I wish i'd taken a picture of the "food" I received from Cristo's Seven Star Pizza yesterday. When I saw it I actually said "Jesus Christ-o". Their subs were not sub standard. They were substandard. The fries were supposed to be curly. Instead they were more of a greasy mash. With a name like Seven Star you know they're taking the piss but Andre Michelin would vomit at the sight of this food and, to be honest, it's like he did and they delivered it to me.

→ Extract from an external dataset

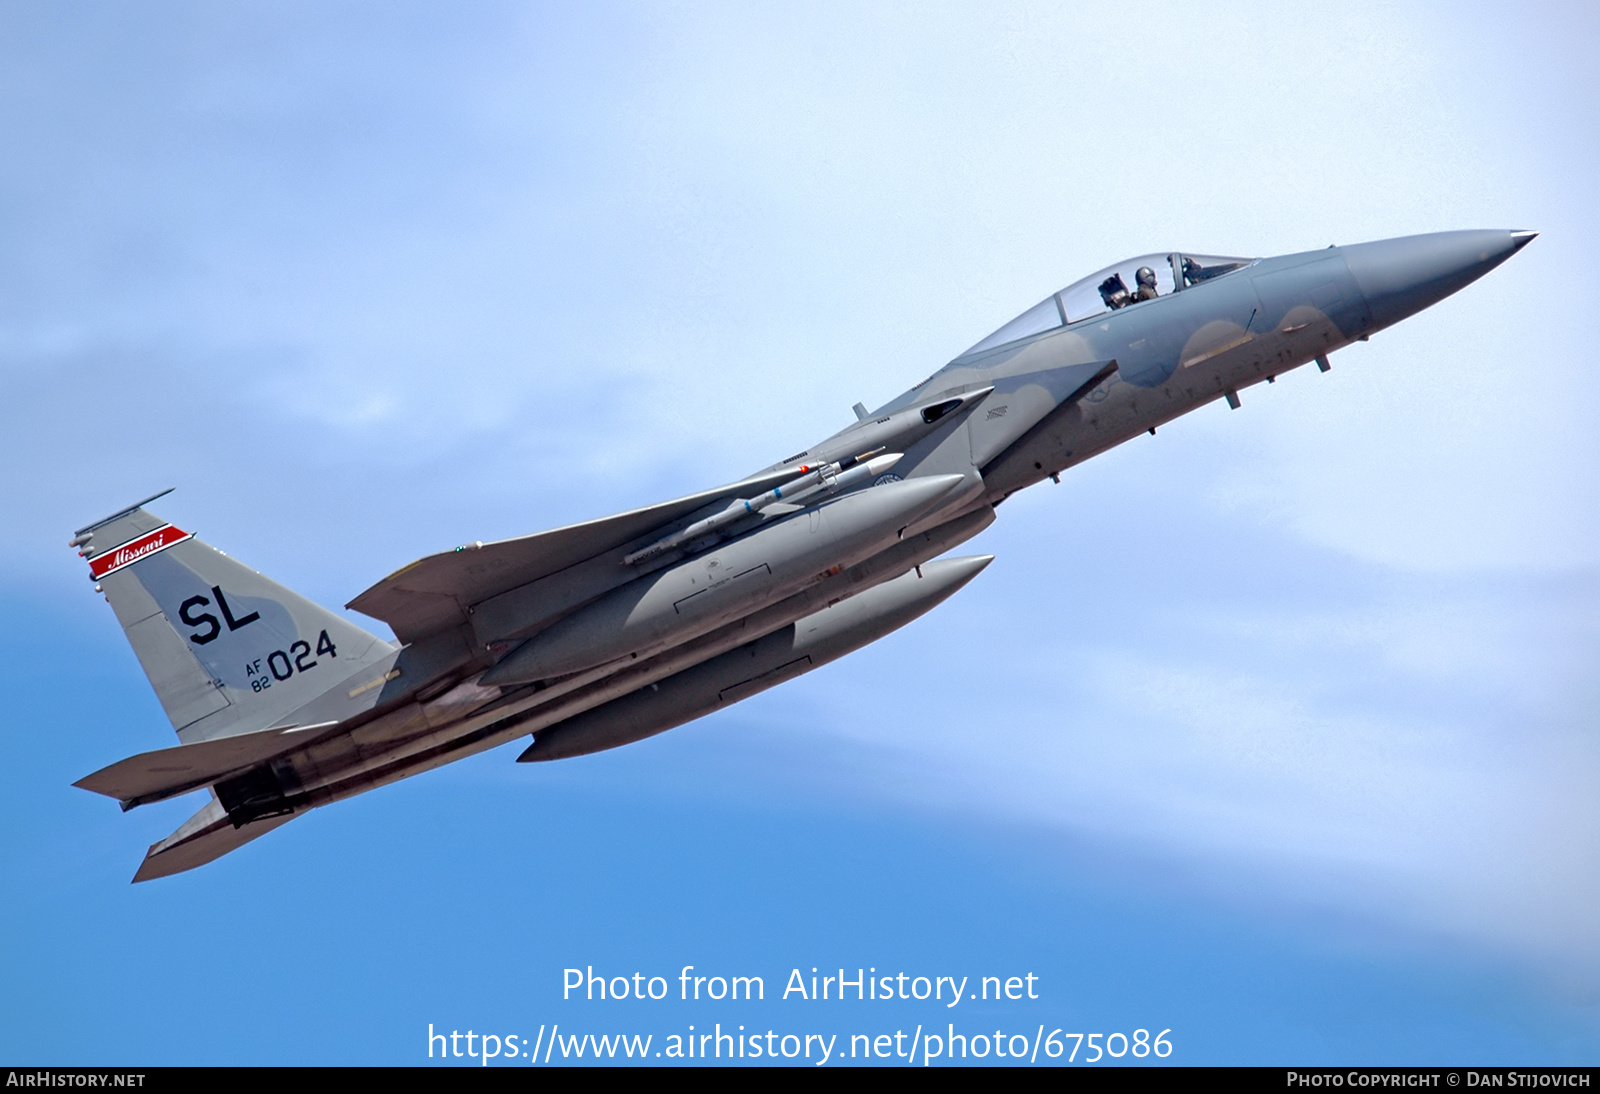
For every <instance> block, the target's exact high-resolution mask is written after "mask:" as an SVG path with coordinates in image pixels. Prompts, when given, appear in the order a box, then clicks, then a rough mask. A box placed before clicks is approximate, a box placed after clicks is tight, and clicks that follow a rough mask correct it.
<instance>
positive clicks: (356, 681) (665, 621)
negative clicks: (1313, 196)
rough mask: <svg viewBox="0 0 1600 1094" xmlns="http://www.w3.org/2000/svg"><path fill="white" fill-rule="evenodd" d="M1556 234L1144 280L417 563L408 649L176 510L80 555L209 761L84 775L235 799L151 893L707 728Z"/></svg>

The sub I ordered was supposed to have onions, but on inspection it was clear that no plant life of any kind, chopped, sliced, diced or fried had ever been in the remote vicinity of this sandwich. Instead it was like a couple of lonely piece of my selected sub filling had taken refuge in a cheap sub roll and decided to die there. It was the worst sub I had ever seen.

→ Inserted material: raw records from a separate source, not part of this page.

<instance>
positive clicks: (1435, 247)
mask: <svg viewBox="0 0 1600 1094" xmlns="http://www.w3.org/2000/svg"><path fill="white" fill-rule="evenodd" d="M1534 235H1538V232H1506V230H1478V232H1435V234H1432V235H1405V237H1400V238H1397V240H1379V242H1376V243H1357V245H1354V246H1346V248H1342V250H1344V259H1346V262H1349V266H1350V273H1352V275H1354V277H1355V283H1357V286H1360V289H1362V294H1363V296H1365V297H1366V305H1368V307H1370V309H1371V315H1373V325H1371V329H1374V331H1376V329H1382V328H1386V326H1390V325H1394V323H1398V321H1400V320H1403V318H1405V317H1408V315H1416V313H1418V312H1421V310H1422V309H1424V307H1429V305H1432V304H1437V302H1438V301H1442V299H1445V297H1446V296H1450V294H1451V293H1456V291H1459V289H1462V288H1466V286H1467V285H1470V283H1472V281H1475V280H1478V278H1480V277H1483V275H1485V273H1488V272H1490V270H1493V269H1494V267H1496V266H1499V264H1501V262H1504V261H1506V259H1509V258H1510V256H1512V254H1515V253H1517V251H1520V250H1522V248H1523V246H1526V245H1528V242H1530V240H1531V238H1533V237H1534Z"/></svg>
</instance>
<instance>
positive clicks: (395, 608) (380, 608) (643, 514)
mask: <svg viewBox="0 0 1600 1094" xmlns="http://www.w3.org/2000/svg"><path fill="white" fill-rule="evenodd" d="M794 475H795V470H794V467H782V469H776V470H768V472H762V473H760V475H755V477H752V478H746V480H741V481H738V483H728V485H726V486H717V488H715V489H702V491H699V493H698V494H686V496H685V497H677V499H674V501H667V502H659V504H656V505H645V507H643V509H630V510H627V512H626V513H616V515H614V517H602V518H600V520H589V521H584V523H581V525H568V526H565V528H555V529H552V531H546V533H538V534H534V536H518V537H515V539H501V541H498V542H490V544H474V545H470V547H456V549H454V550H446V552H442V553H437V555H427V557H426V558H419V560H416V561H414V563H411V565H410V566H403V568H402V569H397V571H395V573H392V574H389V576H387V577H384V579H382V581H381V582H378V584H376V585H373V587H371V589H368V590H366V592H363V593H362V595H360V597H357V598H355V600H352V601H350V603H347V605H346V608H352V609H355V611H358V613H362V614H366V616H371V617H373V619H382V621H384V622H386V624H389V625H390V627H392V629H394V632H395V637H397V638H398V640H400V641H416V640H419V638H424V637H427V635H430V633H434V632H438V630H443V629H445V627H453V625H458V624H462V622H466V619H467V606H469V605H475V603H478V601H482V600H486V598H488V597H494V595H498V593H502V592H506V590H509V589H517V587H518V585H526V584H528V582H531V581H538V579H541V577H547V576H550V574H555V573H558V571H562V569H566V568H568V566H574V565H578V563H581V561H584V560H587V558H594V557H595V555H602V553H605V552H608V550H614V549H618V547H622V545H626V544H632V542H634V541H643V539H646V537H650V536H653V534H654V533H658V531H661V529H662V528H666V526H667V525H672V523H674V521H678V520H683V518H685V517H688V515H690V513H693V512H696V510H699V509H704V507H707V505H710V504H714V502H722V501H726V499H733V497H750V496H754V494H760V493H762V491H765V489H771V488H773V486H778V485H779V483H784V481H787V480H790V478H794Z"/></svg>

My friend also ordered a sub. His was supposed to be with cheese but as he unwrapped it I heard him say "Cheesus Christ". I'm not a petty man, but I was particularly delighted with his sub as it meant I wasn't just about to eat the worst one I'd ever seen.
I've had their pizza. I wouldn't advise it, but if you've got some plastic gloves, a roll of kitchen towel, and a hot shower ready to go you might be able to get through it and get the grease off your hands and face.
As I sat on the toilet later that night, crying myself to sleep I paused to consider what life event would cause a man, woman or child to start a business that produces food like this.
Then I dropped a number two and got my answer.